Mi Sagu Goreng
Pekanbaru, sebagai bagian dari wilayah Nusantara, menawarkan aneka makanan khas daerah yang secara nilai ekonomis, nilai historis, nilai budaya, dan nilai futuristis yang sangat menggiurkan untuk dijajaki.
Salah satu makanan yang tersedia di Pekanbaru adalah Mi Sagu. Sama seperti Mi lainnya, mi sagu berbentuk tidak jauh berbeda dengan mi pada umumnya. Pembeda khasnya, mi sagu berwarna dasar putih seperti bihun atau mi-mi lain yang dibuat berbahan dasar beras.
Mi Sagu memiliki kandungan karbohidrat yang lebih tinggi dari beras. Sagu memiliki kandungan 94 gram, sedangkan beras 74 gram. Melihat perbandingan kandungan karbohidratnya, maka untuk menghasilkan lebih banyak energi, sagu menjadi pemenangnya.
Negeri Nusantara ini memiliki ladang sagu yang sangat luas. Di setiap pulau, tanaman penghasil karbohidrat sangatlah banyak dan beragam pula jenisnya. Contoh, di daerah Sumatera dan Sulawesi pohon jenis palm ini disebut rumbia, rumbie, hambia, rombia; di Maluku disebut ripia, lapia, lepia; di pulau Jawa disebut pohon enau, aren, kawung. Keseluruhan tanaman palem tersebut menghasilkan tepung sagu.
Di Jawa Barat, tepung sagu yang dihasilkan dari pohon enau, dalam bahasa Sunda disebut Aci Kawung, khusus di Cianjur, mi aci kawung digunakan menjadi salah bahan makanan lokal bernama Geco.
Mi sagu yang ada di Pekanbaru berasal dari pohon sagu yang tepungnya diolah menjadi mi. Masakan mi sagu termasuk makanan khas lokal Melayu yang pembuatannya relatif mudah. Pembuatannya yaitu sagu dicuci dan ditiriskan, goreng bawang putih, telur, masukkan mi sagu, oseng sampai layu, tambahkan toge atau sayuran lainnya, beri garam, merica dan kecap manis, angkat dan hidangkan.
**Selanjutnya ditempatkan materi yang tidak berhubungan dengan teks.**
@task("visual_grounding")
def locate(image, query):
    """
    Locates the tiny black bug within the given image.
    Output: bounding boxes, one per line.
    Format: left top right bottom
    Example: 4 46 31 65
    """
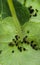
9 42 14 47
15 35 20 40
31 40 34 43
12 39 16 43
18 47 22 52
23 48 26 51
30 9 34 14
12 50 14 53
33 13 37 17
0 50 2 54
35 9 38 12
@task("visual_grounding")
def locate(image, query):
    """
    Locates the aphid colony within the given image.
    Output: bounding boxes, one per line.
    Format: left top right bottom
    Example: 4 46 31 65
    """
9 35 38 53
28 6 38 17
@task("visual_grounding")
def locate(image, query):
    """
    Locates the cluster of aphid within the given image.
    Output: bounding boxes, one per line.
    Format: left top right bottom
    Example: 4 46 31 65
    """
28 6 38 17
0 31 40 54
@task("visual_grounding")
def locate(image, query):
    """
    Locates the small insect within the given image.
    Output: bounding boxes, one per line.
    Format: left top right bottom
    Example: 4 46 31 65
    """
23 48 26 51
18 47 22 52
15 35 20 40
12 50 14 53
35 9 38 12
9 42 14 47
0 50 2 54
33 13 37 17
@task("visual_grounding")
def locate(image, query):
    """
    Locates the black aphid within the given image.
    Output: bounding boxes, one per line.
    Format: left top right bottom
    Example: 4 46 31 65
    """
30 15 32 18
9 42 14 47
23 38 27 43
27 30 29 33
0 50 2 54
33 13 37 17
21 41 23 44
16 43 18 46
35 48 38 50
31 40 34 43
28 6 32 10
23 36 29 44
23 48 26 51
12 39 16 43
15 35 20 40
35 9 38 12
12 50 14 53
30 9 34 14
18 47 22 52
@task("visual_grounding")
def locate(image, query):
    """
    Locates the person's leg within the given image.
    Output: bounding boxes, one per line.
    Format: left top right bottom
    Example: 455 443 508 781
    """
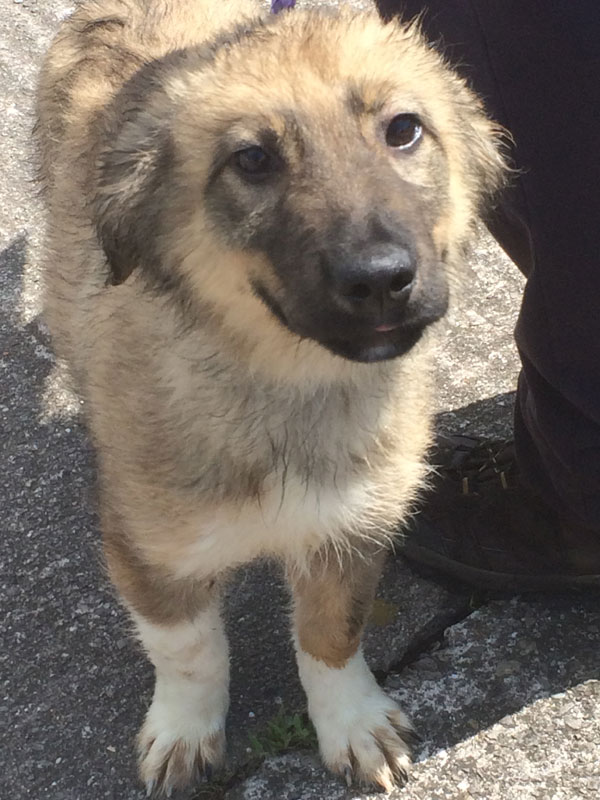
377 0 600 588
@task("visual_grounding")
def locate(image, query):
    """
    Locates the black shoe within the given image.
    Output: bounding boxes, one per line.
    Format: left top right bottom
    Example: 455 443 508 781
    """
400 437 600 592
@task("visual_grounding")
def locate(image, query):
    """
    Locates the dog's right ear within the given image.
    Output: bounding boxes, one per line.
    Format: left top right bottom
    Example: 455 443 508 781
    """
94 109 173 285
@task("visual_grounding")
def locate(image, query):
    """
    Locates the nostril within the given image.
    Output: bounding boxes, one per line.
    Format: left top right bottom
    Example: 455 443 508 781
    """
388 270 413 300
344 283 371 300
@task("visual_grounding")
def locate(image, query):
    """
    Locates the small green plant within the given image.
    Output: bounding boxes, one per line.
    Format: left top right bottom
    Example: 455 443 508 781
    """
249 707 317 758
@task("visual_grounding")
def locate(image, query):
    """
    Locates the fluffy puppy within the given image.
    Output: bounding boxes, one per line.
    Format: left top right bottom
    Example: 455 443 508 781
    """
37 0 502 795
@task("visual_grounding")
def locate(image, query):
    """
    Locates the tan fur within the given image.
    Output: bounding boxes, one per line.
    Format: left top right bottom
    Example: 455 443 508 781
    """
37 0 502 788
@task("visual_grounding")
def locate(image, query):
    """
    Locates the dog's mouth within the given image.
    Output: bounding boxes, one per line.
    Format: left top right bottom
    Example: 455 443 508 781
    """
253 282 434 363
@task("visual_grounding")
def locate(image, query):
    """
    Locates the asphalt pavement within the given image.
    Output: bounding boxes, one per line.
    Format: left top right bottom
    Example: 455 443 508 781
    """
0 0 600 800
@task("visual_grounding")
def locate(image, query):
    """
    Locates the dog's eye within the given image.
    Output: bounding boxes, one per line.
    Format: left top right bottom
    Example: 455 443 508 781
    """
385 114 423 150
234 145 276 179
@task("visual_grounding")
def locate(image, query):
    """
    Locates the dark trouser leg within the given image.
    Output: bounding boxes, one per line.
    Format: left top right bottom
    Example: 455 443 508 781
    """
377 0 600 530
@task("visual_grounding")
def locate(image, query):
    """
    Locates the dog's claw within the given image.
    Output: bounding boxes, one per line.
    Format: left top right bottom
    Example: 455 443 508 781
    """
343 765 352 788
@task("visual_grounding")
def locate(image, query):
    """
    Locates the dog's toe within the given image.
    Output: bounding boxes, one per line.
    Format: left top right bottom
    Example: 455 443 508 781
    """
138 714 225 798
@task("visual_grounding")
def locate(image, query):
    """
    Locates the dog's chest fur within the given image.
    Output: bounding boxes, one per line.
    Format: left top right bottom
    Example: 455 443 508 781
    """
89 294 425 577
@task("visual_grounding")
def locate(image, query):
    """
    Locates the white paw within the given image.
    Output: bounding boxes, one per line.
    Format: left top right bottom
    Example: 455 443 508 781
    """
138 699 225 797
298 653 414 792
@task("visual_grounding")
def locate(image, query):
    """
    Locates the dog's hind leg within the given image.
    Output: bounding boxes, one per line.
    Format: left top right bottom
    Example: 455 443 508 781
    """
289 544 412 791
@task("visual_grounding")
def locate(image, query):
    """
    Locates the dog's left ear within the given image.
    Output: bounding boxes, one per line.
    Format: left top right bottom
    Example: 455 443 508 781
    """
94 110 173 285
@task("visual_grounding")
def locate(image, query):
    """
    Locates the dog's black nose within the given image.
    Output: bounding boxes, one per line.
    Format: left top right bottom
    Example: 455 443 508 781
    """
335 244 416 313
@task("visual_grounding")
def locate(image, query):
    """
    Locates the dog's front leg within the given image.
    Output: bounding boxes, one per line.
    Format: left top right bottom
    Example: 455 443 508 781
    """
289 544 412 791
104 524 229 797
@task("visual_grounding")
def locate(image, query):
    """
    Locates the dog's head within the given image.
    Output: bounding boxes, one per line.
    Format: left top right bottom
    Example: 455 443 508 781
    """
96 12 503 361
Kemudahan memasak mi sagu, diimbangi pula dengan relatif murahnya harga tepung sagu. Kedua hal ini mengakibatkan makanan lokal cenderung lebih murah. Sayangnya, tanaman penghasil sagu belum dibudidayakan secara optimal. Sebagai contoh, di Cianjur, para pemilik pohon kawung mengaku bahwa yang menanam pohon enau itu bukan dirinya, tapi Careuh, sejenis hewan yang memakan buah caruluk. Akibatnya dimana Careuh buang kotoran, disitu pula pohon kawung tumbuh; para pemilik pohon enau tidak memindahkannya, pohon kawung dibiarkan tumbuh begitu saja diserahkan pada kemurahan alam.
Pohon jenis palem-paleman yang tersebar di jagat Nusantara seharusnya menjadikan warga Nusantara penikmat beragam makanan yang dibuat dari sagu bukan dari tepung terigu impor. Selain itu, keberadaan pohon sagu yang sangat mudah dari segi pemeliharaannya, seharusnya menjadikan warga Nusantara tidak mengeluh kelaparan, kurang makan.
Makan dalam kontek menyantap makanan pokok, selama ini acuannya makan nasi. Dengan sendirinya, pola pikir ini mengakibatkan setelah makan sepiring mi sagu, mengaku belum makan. Latihan menkonsumsi beragam makanan yang mengandung karbohidrat tinggi sudah saatnya diperkenalkan pada warga negara Nusantara.
Secara futuristis, mi bisa menjadi tantangan baru bagi para pencipta makanan lokal untuk membuat olahan sehat tapi dengan kemasan modern. Secara budaya, makanan khas daerah yang telah turun temurun diwariskan, sudah waktunya untuk kembali diperkenalkan kepada kawula muda (jangan kalah gencar penawarannya dengan makanan produk negeri paman Sam). Secara historis, telah tercatat bahwa masyarakat biasa, bisa bertahan hidup karena makan sagu.